Son recueil se veut un hommage à Virginie Despentes, Catherine Breillant, Léa Pool, Chantal Akerman, Lotte Reiniger, Agnès Varda, Julia Pott et plusieurs autres. On y trouve des allusions à leurs univers cinématographiques sans que les films soient forcément nommés.
Au sujet de Germaine Dulac, que l'histoire semble avoir oublié malgré sa grande contribution au septième art et son implication pour le droit des femmes, Carol-Ann écrit: «cinéma d'infortune / en noir et blanc / sur pellicule / genre années 20 / allure impressionniste / de l'avant-garde en retard / manœuvre burlesque / d'un suicide vivant / les femmes cinéastes meurent / avant qu'elles ne vivent.»
Autre exemple, cette fois sur Kathryn Bigelow, première femme à recevoir l'Oscar du meilleur réalisateur pour le film de guerre Démineurs en 2010: «explosion / émulsion d'hémoglobine / pour tout finir / en film de genre.»
«Mon recueil est un hommage aux femmes cinéastes, mais c'est aussi une œuvre intime parce que j'aborde leur travail cinématographique à travers ma perception. J'ai voulu mettre en valeur les sensations synesthésiques que j'ai ressenties en voyant leurs films», explique Carol-Ann, dont le recueil comprend aussi des réflexions sur le vide, l'existence, le réel et le désir, entre autres thèmes.

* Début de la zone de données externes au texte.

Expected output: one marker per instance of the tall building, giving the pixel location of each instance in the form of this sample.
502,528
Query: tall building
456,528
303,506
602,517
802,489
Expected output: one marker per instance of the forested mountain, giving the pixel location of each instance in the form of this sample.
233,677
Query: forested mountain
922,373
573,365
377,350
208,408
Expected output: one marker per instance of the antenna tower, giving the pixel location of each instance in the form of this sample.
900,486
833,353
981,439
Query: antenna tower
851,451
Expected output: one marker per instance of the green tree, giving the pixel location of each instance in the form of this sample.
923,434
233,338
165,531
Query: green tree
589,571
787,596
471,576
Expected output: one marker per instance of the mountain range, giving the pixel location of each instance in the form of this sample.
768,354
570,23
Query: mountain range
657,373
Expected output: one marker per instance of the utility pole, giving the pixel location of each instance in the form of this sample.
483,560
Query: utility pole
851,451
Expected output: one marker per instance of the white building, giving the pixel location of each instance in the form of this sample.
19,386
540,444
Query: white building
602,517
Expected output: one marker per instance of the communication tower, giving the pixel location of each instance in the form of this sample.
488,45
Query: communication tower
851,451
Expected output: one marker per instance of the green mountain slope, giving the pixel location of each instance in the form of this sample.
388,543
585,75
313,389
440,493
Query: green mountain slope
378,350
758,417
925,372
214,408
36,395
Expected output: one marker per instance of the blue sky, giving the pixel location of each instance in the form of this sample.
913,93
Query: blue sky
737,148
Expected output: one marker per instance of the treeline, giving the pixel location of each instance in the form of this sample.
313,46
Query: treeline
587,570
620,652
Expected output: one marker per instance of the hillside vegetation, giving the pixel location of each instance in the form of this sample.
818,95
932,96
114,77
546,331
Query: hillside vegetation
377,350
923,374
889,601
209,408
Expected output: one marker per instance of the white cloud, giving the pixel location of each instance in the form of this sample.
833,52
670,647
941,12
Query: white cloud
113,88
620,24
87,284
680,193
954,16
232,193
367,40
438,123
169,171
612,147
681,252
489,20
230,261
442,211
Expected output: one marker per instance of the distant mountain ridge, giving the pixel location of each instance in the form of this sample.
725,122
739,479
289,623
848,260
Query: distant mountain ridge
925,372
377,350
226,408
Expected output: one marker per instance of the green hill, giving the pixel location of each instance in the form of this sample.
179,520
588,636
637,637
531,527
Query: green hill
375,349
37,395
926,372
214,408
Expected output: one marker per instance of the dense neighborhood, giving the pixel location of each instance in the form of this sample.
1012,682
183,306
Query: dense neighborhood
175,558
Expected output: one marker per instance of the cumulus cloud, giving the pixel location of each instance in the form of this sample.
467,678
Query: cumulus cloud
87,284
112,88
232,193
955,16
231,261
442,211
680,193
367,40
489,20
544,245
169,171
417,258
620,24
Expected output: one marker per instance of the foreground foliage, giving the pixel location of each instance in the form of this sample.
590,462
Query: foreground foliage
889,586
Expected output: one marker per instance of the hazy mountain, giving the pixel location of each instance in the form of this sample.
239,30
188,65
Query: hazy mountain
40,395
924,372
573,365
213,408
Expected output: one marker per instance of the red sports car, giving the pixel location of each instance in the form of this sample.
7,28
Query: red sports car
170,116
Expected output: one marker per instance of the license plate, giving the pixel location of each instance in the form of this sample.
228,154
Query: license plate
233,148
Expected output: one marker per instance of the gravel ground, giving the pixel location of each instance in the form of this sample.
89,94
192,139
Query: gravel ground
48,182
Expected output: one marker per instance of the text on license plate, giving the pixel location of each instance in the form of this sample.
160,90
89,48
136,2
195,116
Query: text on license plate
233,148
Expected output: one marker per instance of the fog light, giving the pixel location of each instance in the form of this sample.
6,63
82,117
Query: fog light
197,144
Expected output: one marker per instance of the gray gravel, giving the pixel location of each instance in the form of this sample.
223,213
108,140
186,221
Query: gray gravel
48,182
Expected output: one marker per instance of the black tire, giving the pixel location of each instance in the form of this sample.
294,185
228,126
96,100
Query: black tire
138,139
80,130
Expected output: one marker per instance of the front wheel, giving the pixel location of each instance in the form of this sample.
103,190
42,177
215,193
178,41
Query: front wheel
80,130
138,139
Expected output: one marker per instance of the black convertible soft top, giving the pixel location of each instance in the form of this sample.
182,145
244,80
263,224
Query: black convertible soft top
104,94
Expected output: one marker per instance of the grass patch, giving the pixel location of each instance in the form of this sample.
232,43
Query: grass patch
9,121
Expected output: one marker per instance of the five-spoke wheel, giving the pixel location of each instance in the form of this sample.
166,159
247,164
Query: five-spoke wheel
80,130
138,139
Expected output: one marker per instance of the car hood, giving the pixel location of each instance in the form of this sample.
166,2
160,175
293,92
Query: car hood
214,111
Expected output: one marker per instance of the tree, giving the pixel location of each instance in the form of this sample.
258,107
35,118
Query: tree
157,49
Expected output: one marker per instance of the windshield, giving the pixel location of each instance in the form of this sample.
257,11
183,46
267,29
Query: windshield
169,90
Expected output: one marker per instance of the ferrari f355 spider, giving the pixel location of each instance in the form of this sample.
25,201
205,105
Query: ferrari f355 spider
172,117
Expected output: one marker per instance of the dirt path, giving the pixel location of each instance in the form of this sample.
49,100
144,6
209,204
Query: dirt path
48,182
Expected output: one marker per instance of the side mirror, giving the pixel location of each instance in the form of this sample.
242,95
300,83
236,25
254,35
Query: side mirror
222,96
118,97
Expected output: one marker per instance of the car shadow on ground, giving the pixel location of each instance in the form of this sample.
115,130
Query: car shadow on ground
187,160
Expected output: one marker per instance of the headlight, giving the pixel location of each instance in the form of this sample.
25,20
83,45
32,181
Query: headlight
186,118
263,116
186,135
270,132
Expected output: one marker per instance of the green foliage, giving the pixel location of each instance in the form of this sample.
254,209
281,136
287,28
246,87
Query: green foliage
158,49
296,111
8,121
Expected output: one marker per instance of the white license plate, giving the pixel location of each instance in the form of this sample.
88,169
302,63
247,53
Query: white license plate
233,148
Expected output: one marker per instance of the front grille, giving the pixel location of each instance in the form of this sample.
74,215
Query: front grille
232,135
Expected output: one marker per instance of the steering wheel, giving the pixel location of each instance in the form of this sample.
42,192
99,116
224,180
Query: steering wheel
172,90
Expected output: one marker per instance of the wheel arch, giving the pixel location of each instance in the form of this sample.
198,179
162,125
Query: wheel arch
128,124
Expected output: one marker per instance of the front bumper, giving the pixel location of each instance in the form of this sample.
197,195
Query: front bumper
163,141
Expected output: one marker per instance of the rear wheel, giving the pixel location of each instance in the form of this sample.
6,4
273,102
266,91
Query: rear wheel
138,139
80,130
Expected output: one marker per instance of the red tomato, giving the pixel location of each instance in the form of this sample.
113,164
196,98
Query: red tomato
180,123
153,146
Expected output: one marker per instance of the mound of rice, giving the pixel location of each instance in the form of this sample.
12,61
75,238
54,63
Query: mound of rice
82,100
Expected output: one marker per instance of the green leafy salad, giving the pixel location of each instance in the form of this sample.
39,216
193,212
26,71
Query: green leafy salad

L'auteure brûle d'impatience de partager des extraits de son livre lors de la Nuit de la poésie, elle qui vivra sa toute première lecture publique. «Le contexte sanitaire n'a pas permis de tenir un lancement en personne de mes deux recueils, Pussy Ghost et Sanités. Je vais enfin rencontrer des poètes et des poétesses dans un événement littéraire. Ça va faire du bien de rencontrer cette communauté et un public qui s'intéresse à la poésie.»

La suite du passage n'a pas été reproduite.